Mechanisms of severe acute respiratory syndrome coronavirus-2 induced liver damage and alteration of some liver biomarkers: A review.

The most serious problem for people suffering from severe acute respiratory syndrome coronavirus-2 (SARS-CoV-2) infection is liver damage. The liver is a frequently affected organ due to the metabolizing and detoxifying functions of several endogenous and exogenous molecules. In COVID-19-affected individuals, even moderate loss of hepatic function could dramatically affect the therapeutic efficacy of antiviral drugs metabolized in the liver. The clear mechanism of hepatocellular damage from SARS-CoV-2 infection is not fully understood.

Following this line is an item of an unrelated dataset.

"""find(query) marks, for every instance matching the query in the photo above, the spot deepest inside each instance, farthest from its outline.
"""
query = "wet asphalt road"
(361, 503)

The main objective of this review is to identify potential mechanisms of SARS-2 induced liver damage, treatment outcomes in SARS-CoV-2-infected patients, and future direction. Electronic databases including Web of Science, Google Scholar, MEDLINE, Scopus, and Cochrane library were used to systematically search without limitation of publication date and status. Observational, retrospective cohort, prospective case-control, cohort studies, cross-sectional studies, or clinical trials were included. Liver damage in coronavirus patients is characterized by histopathological changes and abnormal elevation of some liver function tests. These abnormalities include elevation of Alanine aminotransferase, Aspartate aminotransferase, Gamma-glutamyl transferase, Alkaline phosphatase, and Serum bilirubin levels. Histopathological changes of the liver might consist of complete or partial thrombosis of the portal and sinusoidal vessels, portal tract fibrosis, and focally markedly enlarged and fibrotic hepatocytes. Understanding the fundamental molecular and immunological processes of COVID-19-related liver injury is essential for the selection of appropriate drugs and the logical development of successful treatment.